My father's brown face filled with blood, his color so dark his features disappeared under the haze.
My mother's voice washed over all of us, shrill, piercing.
What a pair we were, my father and I covered in blood and shame.
The longest scar is from the motorcycle, from giving my brother a ride, from riding with my brother the chicken, from riding a street bike in the mud, from having a rider out of balance, because I was going fast, faster than usual and the mud was too much for the slick tires, and the rider -- Chicken Shit, tried to jump.
The motorcycle slid into the machine shed. The passenger stubbed a toe, called the driver an asshole, and limped to the house crying.
Bastard, I called to his back. Pussy, I said.
I looked down, my jeans and my leg cut from my knee up my thigh to the center of my behind, the rearview mirror broken, the shed door dented. I hid the wreckage and went to the house.
Damn it, I said pouring rubbing alcohol onto the cut, my brother sitting cross-armed in the living room.
Tell and I'll kill you, I said.
Fine, he said, looking at my leg.
You can't hide that, he said.
I'll burn the pants. I can wear jeans. It'll scar, he said, smiling.
Asshole, I said.
I anchored the skin together with duct tape.
I dig a hole for the cat in the garbage sack waiting to be buried. The roosters continue to circle speaking chicken language.
After the surgery, I tried to get up, like an old person tasting the air for death, like a baby learning to sit, like a three-legged cat standing. My family brought little stuffed animals and carnations and stories about home like I'd been away for a year, but it'd only been a day.

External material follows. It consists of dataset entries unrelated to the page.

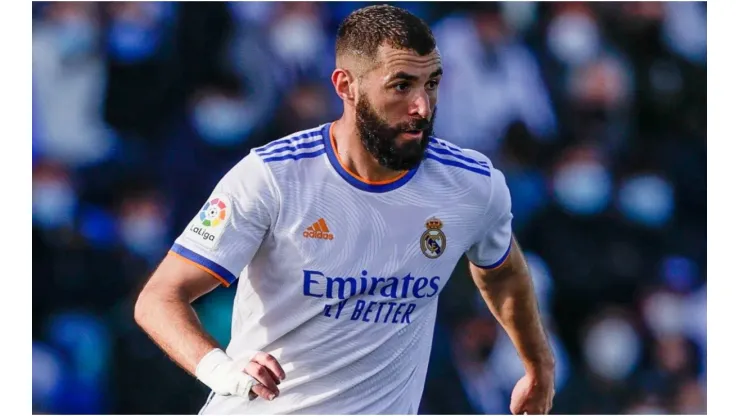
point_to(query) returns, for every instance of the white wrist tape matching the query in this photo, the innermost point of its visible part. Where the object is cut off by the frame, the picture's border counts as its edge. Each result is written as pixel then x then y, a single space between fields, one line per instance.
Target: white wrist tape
pixel 223 375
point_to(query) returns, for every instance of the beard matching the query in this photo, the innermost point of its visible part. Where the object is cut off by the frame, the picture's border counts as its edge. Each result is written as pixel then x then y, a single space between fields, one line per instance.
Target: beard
pixel 379 137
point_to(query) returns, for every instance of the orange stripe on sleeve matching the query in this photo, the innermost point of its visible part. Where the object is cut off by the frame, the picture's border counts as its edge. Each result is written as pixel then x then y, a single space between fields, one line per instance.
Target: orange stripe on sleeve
pixel 202 267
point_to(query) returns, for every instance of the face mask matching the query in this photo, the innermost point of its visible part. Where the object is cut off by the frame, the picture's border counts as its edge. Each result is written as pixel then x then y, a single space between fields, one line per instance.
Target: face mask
pixel 223 122
pixel 664 314
pixel 573 38
pixel 519 15
pixel 297 39
pixel 612 349
pixel 85 340
pixel 47 375
pixel 647 200
pixel 132 42
pixel 54 204
pixel 583 188
pixel 143 235
pixel 75 38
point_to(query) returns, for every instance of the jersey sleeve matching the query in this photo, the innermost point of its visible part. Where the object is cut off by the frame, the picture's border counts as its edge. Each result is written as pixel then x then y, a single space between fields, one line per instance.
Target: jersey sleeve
pixel 493 246
pixel 224 235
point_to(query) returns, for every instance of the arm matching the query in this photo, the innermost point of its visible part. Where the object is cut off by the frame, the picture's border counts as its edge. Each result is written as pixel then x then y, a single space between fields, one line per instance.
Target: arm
pixel 500 272
pixel 509 294
pixel 164 311
pixel 216 246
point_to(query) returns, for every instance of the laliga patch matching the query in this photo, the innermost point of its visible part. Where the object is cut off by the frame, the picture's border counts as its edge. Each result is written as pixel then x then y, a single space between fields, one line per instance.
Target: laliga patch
pixel 209 225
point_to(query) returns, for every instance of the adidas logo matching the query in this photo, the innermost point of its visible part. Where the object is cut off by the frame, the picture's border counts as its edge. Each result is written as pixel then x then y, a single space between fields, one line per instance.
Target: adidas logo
pixel 318 230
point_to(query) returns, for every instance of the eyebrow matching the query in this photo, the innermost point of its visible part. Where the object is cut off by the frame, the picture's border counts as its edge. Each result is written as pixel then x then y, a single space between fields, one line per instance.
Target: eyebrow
pixel 408 77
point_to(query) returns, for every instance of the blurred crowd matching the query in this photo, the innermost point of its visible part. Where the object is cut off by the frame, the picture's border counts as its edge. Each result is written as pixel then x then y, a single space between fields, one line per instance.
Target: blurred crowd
pixel 595 112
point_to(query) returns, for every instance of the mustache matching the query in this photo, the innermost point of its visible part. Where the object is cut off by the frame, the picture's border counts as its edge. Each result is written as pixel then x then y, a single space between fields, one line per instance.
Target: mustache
pixel 417 124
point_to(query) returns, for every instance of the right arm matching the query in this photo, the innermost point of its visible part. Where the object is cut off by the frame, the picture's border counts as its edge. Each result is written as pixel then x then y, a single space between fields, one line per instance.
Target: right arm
pixel 164 311
pixel 215 247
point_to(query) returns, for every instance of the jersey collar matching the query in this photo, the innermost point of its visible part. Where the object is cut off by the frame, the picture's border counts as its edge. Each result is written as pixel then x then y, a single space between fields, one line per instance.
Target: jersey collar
pixel 354 180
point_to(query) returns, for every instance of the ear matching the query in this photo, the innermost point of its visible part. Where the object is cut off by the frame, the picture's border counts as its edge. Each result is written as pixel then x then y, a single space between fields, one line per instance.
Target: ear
pixel 342 80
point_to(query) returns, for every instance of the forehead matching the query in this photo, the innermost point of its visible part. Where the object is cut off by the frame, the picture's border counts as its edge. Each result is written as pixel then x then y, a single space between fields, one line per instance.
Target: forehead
pixel 391 60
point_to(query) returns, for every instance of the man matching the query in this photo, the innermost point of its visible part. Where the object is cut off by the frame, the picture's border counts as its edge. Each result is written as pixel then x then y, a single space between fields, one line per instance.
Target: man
pixel 342 237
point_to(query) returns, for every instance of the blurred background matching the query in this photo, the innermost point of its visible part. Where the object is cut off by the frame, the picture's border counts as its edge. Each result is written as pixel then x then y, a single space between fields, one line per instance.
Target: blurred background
pixel 596 113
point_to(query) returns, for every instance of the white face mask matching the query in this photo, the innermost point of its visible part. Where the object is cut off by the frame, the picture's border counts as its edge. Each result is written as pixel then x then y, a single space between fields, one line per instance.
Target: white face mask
pixel 647 200
pixel 297 39
pixel 54 203
pixel 583 188
pixel 573 38
pixel 664 313
pixel 143 235
pixel 612 349
pixel 223 121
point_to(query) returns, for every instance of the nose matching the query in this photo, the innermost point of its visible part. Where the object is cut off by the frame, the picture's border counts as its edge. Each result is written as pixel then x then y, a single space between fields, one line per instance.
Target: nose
pixel 421 106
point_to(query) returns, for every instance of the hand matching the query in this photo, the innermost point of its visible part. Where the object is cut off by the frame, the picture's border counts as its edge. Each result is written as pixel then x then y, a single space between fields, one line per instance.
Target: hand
pixel 533 395
pixel 266 370
pixel 256 375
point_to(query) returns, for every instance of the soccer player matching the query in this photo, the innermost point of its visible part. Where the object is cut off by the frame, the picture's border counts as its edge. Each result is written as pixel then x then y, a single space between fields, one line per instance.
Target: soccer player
pixel 342 238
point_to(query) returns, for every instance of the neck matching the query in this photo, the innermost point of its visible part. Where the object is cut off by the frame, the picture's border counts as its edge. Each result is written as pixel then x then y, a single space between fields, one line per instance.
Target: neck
pixel 354 157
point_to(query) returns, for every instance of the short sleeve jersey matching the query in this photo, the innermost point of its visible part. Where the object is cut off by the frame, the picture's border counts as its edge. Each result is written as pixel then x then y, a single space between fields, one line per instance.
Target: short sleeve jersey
pixel 339 278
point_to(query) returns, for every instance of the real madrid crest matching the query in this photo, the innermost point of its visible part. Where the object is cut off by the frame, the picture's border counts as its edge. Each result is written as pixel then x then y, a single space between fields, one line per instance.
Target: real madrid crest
pixel 433 241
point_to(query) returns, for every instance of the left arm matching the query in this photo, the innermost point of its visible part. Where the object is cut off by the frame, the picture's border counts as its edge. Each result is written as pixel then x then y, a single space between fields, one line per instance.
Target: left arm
pixel 500 272
pixel 509 294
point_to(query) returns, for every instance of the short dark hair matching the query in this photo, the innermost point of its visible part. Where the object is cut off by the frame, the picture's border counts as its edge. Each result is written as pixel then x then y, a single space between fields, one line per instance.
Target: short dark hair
pixel 367 29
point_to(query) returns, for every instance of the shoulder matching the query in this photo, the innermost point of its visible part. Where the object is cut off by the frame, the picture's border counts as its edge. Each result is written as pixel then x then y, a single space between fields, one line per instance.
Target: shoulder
pixel 462 167
pixel 265 165
pixel 305 144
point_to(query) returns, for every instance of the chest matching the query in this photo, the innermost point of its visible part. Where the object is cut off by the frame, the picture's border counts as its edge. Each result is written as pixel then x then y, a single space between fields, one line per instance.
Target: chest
pixel 341 232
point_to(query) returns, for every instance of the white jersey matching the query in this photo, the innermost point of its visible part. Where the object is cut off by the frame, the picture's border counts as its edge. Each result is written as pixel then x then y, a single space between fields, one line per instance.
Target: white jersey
pixel 339 278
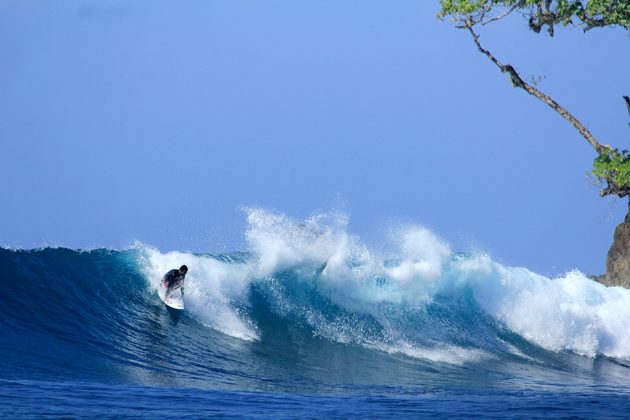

When I went home, Bubby waited on my bed, waited to sing me well, but I was already better, practically, almost better. I am a map drawn by my ancestors on foreign white skin, their query for privilege. I am a trinket, a treasure map, directions for snipe hunting.
I stand in the rain, a hole at my feet with most of a cat in a garbage sack at the bottom. I push the heavy clumps of dirt back in, as the roosters become nervous. The roosters scratch and kick the dirt before it goes back in, as if to beg for grubs.
There aren't anymore, I tell them.
Please, they mean to say.
Be quiet, I say. This is a funeral.
Pray or something, I tell the roosters.
They keep scratching at the dirt.
Idiots, I say to them. Have some respect.
They realize they are all roosters and one chases another chasing the third and they run off wings spread wide, chests inflated, feathers ruffled, crowing chicken obscenities at each other, fighting but not fighting, each letting the others know he's the rooster with the most status, asking if he's the rooster with the most status, none of them serious, none of them stopping to realize the hens are locked safely away in a pen, solid against the penetration of predator or rooster and they are free to search for grubs, free to create war or peace.